Naya masih bergeming. Masih kaget dengan kenyataan yang harus ia hadapi ke depannya.
"Minumlah biar sedikit lebih tenang!" Dikara memberikan sebotol air mineral kepada Naya.
Naya meraih botol minum tersebut. Ia meneguk minuman itu hingga tandas. Matanya masih mengembun.
"Kita lanjutkan perjalanan ya!" ucapnya lembut.
Naya masih bergeming. Matanya menatap lurus ke depan dengan genangan airmata memenuhi kelopak matanya.
Setelah beberapa jam berlalu, mereka akhirnya tiba di Garut. Dikara memarkirkan mobilnya di halaman rumah Ibu Ammar.
"Hapuslah air matamu! Aku tidak ingin Ibu Ammar menduga yang tidak-tidak tentang kita,"
Naya menghapus air matanya dengan sapu tangan pemberian Dikara.
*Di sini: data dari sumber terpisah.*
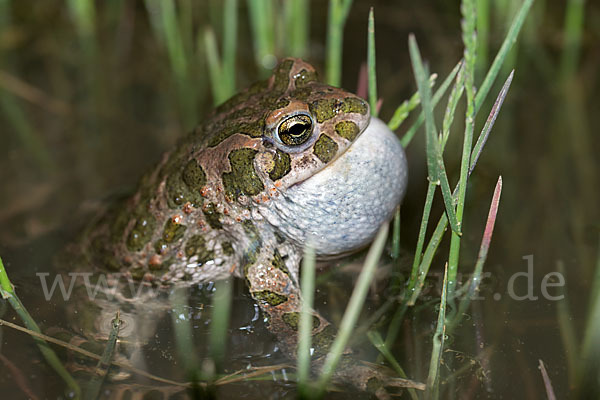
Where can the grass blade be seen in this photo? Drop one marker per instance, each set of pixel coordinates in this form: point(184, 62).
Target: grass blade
point(377, 341)
point(410, 133)
point(183, 336)
point(407, 106)
point(414, 288)
point(371, 64)
point(7, 292)
point(435, 163)
point(230, 24)
point(263, 34)
point(489, 123)
point(470, 43)
point(297, 17)
point(507, 44)
point(338, 12)
point(354, 307)
point(453, 98)
point(305, 326)
point(220, 322)
point(95, 385)
point(438, 344)
point(475, 280)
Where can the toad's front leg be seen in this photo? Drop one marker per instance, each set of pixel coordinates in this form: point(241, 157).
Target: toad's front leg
point(273, 283)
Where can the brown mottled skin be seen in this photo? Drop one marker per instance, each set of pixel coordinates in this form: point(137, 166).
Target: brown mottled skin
point(216, 205)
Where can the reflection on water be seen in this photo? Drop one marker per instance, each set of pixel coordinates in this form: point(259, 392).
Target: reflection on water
point(76, 147)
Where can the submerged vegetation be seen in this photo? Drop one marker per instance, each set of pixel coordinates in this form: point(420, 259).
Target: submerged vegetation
point(98, 83)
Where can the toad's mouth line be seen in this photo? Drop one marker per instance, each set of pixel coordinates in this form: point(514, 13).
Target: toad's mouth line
point(335, 162)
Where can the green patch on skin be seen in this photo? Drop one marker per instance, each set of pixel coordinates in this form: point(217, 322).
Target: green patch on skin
point(281, 165)
point(303, 77)
point(374, 384)
point(271, 298)
point(141, 233)
point(137, 273)
point(322, 340)
point(279, 237)
point(196, 246)
point(277, 262)
point(301, 94)
point(292, 319)
point(325, 148)
point(161, 247)
point(173, 231)
point(356, 105)
point(282, 103)
point(251, 231)
point(347, 129)
point(212, 216)
point(178, 192)
point(252, 129)
point(193, 175)
point(325, 109)
point(227, 248)
point(163, 266)
point(281, 76)
point(243, 179)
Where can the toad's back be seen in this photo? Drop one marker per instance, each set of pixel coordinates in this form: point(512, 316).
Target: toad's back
point(197, 216)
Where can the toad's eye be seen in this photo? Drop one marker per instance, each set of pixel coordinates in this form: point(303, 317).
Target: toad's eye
point(295, 130)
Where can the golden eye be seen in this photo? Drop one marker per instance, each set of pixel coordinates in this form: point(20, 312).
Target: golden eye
point(295, 130)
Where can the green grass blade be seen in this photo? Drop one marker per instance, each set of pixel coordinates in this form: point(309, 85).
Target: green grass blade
point(509, 41)
point(470, 43)
point(410, 133)
point(404, 109)
point(426, 260)
point(438, 344)
point(453, 99)
point(415, 290)
point(435, 163)
point(590, 348)
point(230, 24)
point(377, 341)
point(297, 17)
point(183, 337)
point(338, 12)
point(220, 322)
point(354, 307)
point(483, 30)
point(371, 64)
point(305, 326)
point(262, 22)
point(396, 235)
point(573, 31)
point(166, 27)
point(475, 280)
point(421, 237)
point(215, 70)
point(95, 385)
point(7, 292)
point(567, 330)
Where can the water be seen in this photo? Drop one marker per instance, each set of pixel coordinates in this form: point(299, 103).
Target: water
point(544, 145)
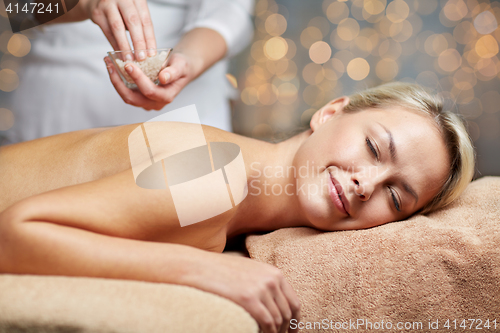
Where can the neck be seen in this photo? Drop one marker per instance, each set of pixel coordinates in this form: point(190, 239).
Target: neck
point(271, 202)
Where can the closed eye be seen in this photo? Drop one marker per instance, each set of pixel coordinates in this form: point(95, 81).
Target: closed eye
point(372, 148)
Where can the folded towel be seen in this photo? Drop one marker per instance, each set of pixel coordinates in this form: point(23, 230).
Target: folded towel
point(439, 267)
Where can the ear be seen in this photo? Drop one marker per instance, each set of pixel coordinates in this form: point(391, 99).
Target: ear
point(335, 106)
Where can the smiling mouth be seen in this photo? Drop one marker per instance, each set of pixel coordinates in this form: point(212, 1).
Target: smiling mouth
point(335, 195)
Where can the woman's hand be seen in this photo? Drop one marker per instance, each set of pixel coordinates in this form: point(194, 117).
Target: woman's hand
point(259, 288)
point(150, 96)
point(114, 17)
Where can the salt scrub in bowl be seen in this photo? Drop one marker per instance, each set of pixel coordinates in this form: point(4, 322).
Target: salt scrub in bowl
point(151, 66)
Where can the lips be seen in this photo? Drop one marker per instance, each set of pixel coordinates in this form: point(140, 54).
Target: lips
point(337, 195)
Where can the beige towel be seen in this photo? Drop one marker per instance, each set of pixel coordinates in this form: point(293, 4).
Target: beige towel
point(50, 304)
point(426, 269)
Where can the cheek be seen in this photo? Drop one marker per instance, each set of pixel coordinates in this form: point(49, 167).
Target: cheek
point(376, 212)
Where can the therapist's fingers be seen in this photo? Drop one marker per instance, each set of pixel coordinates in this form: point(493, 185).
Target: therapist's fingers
point(161, 94)
point(129, 96)
point(177, 68)
point(147, 26)
point(117, 27)
point(133, 22)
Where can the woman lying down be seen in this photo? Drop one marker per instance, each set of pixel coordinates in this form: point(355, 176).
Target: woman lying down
point(70, 206)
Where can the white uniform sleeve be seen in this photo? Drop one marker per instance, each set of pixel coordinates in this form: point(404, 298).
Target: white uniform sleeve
point(232, 19)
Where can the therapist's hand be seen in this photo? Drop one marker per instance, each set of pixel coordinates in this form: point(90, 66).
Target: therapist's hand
point(114, 17)
point(197, 51)
point(150, 96)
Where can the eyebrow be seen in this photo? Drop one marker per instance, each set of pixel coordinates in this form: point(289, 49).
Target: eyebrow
point(392, 149)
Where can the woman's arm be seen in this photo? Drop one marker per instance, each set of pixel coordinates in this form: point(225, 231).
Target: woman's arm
point(80, 231)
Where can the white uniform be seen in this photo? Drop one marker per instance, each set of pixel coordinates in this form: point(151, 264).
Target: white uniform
point(64, 85)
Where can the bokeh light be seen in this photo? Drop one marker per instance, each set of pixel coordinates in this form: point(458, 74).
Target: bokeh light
point(358, 69)
point(307, 53)
point(6, 119)
point(275, 48)
point(320, 52)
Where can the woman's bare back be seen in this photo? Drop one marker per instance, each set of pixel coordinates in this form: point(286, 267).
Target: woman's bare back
point(84, 180)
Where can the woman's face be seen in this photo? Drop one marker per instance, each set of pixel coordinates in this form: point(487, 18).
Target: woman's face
point(369, 167)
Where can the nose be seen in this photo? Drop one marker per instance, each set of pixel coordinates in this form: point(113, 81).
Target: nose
point(363, 186)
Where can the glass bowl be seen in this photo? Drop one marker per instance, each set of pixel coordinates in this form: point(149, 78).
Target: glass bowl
point(151, 66)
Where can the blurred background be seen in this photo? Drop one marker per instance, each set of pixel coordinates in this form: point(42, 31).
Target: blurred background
point(306, 53)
Ia masih merasa sedikit terguncang oleh pernyataan Dikara sebelumnya, tapi ia berusaha untuk tidak menunjukkan perasaannya.
"Baik, Mas," kata Naya dengan suara yang lembut.
Dikara menatap Naya dengan mata yang penuh perhatian, sebelum keluar dari mobil dan membantu Naya turun. Mereka berdua kemudian berjalan menuju rumah Ibu Ammar. Naya masih terlihat sedikit gugup dan tidak nyaman berada di samping Dikara.
"Naya sayang apa kabar, Nak," Ibu Ammar menghampiri menantunya dengan perasaan sedih.
Naya memeluk Sang Mertua dengan erat.
"Naya baik, Bu. Ini cucu Ibu. Peninggalan satu-satunya Mas Ammar,"
"Jaga dia, Nak. Dikara kemarilah!"
Naya menatap Dikara dan Ibu secara bergantian. Ia merasa heran dengan perlakuan Ibu terhadap Dikara yang seperti anak sendiri.
"Naya mantu Ibu. Maukah kamu menikah dengan Dikara yang sudah Ibu anggap anak sendiri? Ketahuilah Dikara tipe suami yang setia. Karena dalam sebuah hubungan rumah tangga hanya kesetiaan yang akan melanggengkan sebuah rumah tangga. Mau kan Nay?"